Tlou Segolela

Personal information
- Full name: Tlou Mashedi Segolela
- Date of birth: 1 April 1988 (age 37)
- Place of birth: Moletjie, South Africa
- Height: 1.71 m (5 ft 7+1⁄2 in)
- Position(s): Winger

Team information
- Current team: Magesi (Reserves manager)

Youth career
- Seemole FC
- –2007: Orlando Pirates

Senior career*
- Years: Team / Apps / (Gls)
- 2007–2015: Orlando Pirates / 100 / (13)
- 2009–2010: → Bloemfontein Celtic (loan) / 38 / (7)
- 2015–2016: Platinum Stars / 25 / (1)
- 2017: Polokwane City / 6 / (0)
- 2018–2020: Polokwane City Rovers

International career
- 2010–2015: South Africa / 9 / (3)

Managerial career
- 2023–2024: Platinum City Rovers
- 2025–: Magesi (Reserves manager)

= Tlou Segolela =

South African soccer player

Tlou Segolela (born 1 April 1988) is a retired South African association football midfielder who played as a right winger and current manager.

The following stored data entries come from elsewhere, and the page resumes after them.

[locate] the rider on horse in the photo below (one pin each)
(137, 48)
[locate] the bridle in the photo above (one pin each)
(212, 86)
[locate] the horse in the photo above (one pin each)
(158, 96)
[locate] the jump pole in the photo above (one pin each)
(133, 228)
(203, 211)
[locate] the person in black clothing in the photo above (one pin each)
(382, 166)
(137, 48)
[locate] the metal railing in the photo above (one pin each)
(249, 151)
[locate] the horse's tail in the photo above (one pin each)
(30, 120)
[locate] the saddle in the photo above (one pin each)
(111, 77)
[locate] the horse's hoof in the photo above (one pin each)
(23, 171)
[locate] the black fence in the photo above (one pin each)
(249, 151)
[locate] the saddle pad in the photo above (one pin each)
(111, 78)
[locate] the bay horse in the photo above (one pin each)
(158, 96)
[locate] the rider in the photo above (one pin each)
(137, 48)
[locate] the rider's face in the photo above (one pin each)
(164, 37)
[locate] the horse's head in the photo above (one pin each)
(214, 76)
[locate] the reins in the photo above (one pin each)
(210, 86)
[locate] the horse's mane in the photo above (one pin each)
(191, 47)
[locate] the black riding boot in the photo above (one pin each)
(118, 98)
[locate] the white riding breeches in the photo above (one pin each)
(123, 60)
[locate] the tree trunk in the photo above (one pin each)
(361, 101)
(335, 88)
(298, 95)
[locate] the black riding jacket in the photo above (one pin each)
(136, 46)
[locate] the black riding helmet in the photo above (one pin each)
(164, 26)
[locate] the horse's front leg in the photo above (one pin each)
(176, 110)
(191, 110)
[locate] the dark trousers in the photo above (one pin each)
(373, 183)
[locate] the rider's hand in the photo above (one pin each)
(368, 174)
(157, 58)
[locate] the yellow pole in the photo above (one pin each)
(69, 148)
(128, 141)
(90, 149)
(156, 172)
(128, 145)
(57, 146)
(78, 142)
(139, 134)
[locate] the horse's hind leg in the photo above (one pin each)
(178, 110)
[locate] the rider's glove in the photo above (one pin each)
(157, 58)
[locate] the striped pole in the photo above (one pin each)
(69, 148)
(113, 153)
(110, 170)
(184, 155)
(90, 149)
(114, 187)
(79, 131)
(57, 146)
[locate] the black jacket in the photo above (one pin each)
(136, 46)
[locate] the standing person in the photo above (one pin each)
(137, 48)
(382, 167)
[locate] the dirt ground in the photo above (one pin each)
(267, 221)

Segolela was born in Moletjie near Polokwane, Transvaal, and has been nicknamed "Gautrain" and "Riya Vaya", which means "here we go", by fans in recognition of his speed.

He was the part of Orlando pirates team which won Double-Treble titles in two successive seasons (2011–12 & 2010–11), which include two league titles. His most notable contribution was a famous corner kick which resulted in a goal by Isaac Chansa just outside the box in the 85th minute, on the last game-day of the season. Pirates were deadlocked at 1–1 against Arrows at the time, and needed a goal to win the League title for the first time in 7 years. As a result of Chansa's goal, the full-time score was 2–1 to Pirates.

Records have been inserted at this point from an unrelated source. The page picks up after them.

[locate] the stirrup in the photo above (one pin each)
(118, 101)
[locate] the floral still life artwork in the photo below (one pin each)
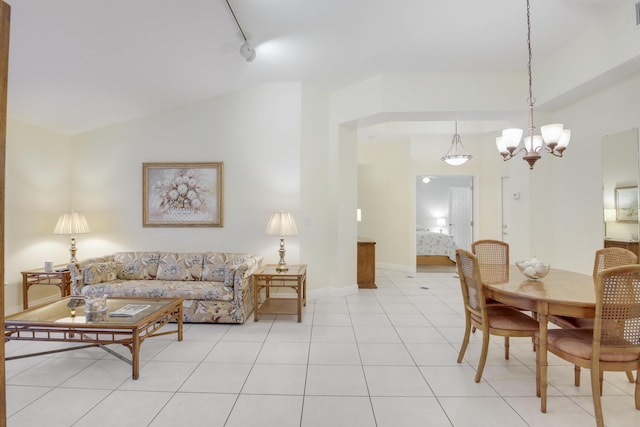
(182, 194)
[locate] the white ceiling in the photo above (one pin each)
(76, 65)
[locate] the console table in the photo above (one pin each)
(268, 277)
(61, 279)
(366, 264)
(631, 245)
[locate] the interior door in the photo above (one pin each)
(461, 215)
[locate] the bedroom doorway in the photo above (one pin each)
(444, 211)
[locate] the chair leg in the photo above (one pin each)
(637, 393)
(465, 340)
(596, 392)
(483, 355)
(506, 348)
(630, 377)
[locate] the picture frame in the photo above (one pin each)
(182, 194)
(627, 204)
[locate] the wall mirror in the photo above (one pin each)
(620, 170)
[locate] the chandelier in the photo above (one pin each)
(554, 138)
(457, 154)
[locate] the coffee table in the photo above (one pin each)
(58, 321)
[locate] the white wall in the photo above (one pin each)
(258, 135)
(36, 193)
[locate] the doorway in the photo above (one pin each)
(444, 204)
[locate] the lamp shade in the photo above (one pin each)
(281, 224)
(71, 223)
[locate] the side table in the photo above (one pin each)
(267, 277)
(61, 279)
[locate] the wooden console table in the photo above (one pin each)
(267, 277)
(366, 264)
(61, 279)
(631, 245)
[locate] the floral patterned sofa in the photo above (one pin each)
(216, 286)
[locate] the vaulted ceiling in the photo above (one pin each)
(76, 65)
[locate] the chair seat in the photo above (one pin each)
(571, 322)
(579, 342)
(504, 317)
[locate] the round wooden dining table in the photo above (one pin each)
(561, 292)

Tlou Segolela collected the Goal of the season award for one he scored against Free States Stars in the Botchabelo Stadium. Taking the ball just inside his own half and without support from teammates, he defeated 4 to 5 defenders. The FS Stars keeper came out of his line and Segolela scored past the keeper. That goal was compared to Maradona's one in 1986 FIFA world cup in Mexico, because of its similarities.

==International career==
He made his debut for South Africa in 2010 and has so far been capped four times scoring twice

===International goals===
Scores and results list South Africa's goal tally first.

| Goal | Date | Venue | Opponent | Score | Result | Competition |
|---|---|---|---|---|---|---|
| 1. | 2 June 2013 | Setsoto Stadium, Maseru, Lesotho | Lesotho | 1–0 | 2–0 | Friendly |
| 2. | 2 June 2013 | Setsoto Stadium, Maseru, Lesotho | Lesotho | 2–0 | 2–0 | Friendly |
| 3. | 22 May 2015 | Mogwase Stadium, Mogwase, South Africa | Malawi | 1–0 | 2–1 | Friendly |

==Managerial career==
After his retirement as a player, Segolela took on the role of 'Club Manager' at Polokwane City Rovers, which later changed its name to Platinum City Rovers. He held that position until December 2023, when he was promoted to head coach of the club. He was sacked on 30 April 2024.

In August 2024, Segolela was appointed as a part of Magesi FC's technical staff, probably as a Team Manager. In January 2025, he became head coach of the clubs reserve team.